You can only wonder WHAT THEY WERE THINKING to allow a theatre with the historic significance of the “Rivoli Theatre” to be torn down. Yet, try tearing down one of the legit (live performance house)theaters on 44th Street and see if you could get away with it. Mind you, I’m not suggesting that ANY OF THOSE THEATERS should be eliminated, because I’m not. I view those as just as historic and should be protected. It just seems that motion picture theatres appear to have no historic value in the minds of the L&PC members.

For over two decades, the RKO Keith’s-Flushing, a spectacular “atmospheric theatre”. A theatre that uses twinkling stars and a special ceiling that utilizes a special projector that projects clouds that slowly changing shape as it moves across the ceiling. The end result makes you feel (and it really works) like you are sitting out in the open watching the movie.

They say there are only 5 functioning atmospheric theatres left in the United States.

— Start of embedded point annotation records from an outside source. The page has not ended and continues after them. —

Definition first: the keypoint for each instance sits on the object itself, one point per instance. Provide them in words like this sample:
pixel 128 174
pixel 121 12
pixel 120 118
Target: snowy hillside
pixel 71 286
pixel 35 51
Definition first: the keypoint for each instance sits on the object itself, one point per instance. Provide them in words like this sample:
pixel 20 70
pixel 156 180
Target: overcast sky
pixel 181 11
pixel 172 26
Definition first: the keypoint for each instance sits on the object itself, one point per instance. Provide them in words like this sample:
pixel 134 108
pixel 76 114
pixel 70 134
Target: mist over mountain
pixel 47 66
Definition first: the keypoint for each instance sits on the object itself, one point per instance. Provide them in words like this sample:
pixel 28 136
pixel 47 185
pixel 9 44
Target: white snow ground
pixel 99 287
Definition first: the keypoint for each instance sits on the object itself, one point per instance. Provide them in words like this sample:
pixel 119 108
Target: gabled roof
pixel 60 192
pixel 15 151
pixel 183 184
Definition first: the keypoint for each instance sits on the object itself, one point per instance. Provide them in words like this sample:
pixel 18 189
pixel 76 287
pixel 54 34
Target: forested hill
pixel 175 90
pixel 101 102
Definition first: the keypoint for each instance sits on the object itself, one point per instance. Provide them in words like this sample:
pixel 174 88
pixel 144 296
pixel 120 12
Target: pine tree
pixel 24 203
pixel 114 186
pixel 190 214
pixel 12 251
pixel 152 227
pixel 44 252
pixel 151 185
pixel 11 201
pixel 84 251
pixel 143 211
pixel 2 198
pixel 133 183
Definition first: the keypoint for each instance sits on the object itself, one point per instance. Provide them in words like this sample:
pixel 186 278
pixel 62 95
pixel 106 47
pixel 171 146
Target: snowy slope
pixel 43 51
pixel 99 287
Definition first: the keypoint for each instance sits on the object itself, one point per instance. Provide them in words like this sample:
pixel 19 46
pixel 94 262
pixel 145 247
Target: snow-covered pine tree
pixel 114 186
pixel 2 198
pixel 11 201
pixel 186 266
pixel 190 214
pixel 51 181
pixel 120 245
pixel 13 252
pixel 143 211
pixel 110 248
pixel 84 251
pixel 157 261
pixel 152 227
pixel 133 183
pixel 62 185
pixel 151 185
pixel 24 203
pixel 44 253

Here in NYC, we probably had one of the BEST examples, but we’re letting it just ROT!

bufffilmbuff
bufffilmbuff on April 17, 2014 at 10:17 am

Thanks Ed. The lowered projection ports is what made me think it was the Rivoli. I guess this was not that uncommon in the 50’s as various widescreen processes caused changes in the theater layouts. I will say that SWEET SMELL OF SUCCESS probably gives us one of the best looks at what parts of NYC looked like in the fifties.

Ed Solero
Ed Solero on April 17, 2014 at 9:35 am

The shot of Tony Curtis, as Falco, watching Hunsecker’s sister enter the theater, was filmed at the corner of W. 54th Street and Sixth Avenue. The bar and restaurant behind him is now the site where the New York Hilton is located. That would make it appear that the theater itself was the original Ziegfeld Theatre. However, neither the interior shots of the theater, nor the exterior showing the sister entering (and later the Marty Milner character in the outside foyer) were shot at the Ziegfeld.

Suggesting it was the Ziegfeld actually makes sense, since at the time of the filming, that theater had been used by NBC as a television studio. But the exterior shots are of a different facade, just judging from the windows and storefront immediately to the right of the marquee.

As for the Rivoli, by this time (1957) the interior had already been streamlined for its wide-screen road show retrofit. The interior shots in the film show far too much original vintage ornamentation to be the Rivoli – not to mention the design around the proscenium is a bit different. I don’t know where they filmed those shots, but it is definitely an old movie palace that had been retrofitted for direct-throw wide-screen projection (you can glimpse the new booth, cut into center of the loge, in the background), just not the Rivoli.

bufffilmbuff
bufffilmbuff on April 14, 2014 at 11:37 am

I recently watched the movie SWEET SMELL OF SUCCESS, where you can see some ads in the street for the Rivoli and OKLAHOMA! But there is a scene in a theater here which looks very much like the picture of the Rivoli posted on AMERICAN WIDESCREEN MUSEUM. Does anyone know if this scene was shot in the Rivoli… and if not does anyone know what theater it was. Thanks.

markp
markp on April 8, 2014 at 7:51 am

I hate that black skyscraper every time I pass it. Same for the Roxy site. And Roseland, I was just there a year ago for the opening night party of “Motown the Musical”. Another shame that one is gonna bite the dust too.

robboehm
robboehm on April 8, 2014 at 7:08 am

And now a venue of a different sort is also succumbing to developers, Roseland Ballroom.

paullewis
paullewis on April 7, 2014 at 2:07 pm

“Replaced by a black skyscraper” This would also apply to the Roxy and Capitol, three of the finest and most famous movie palaces ever built, denied to future generations through sheer greed of developers and a city administration blind to it’s unique heritage.

Cimarron
Cimarron on March 27, 2014 at 5:43 pm

Pic of World Premiere ad “The Snake Pit” added to Photo Section.

rivoli157
rivoli157 on March 18, 2014 at 9:41 pm

Just uploaded photos of the marquee and front of theatre during the engagements of STAR!, HELLO, DOLLY! and JUSTINE. Taken in 1968 and 1969

robboehm
robboehm on February 5, 2014 at 7:13 am

World Premiere of “Modern Times” February 5, 1936 with performances beginning the next day. Ad posted in photo section.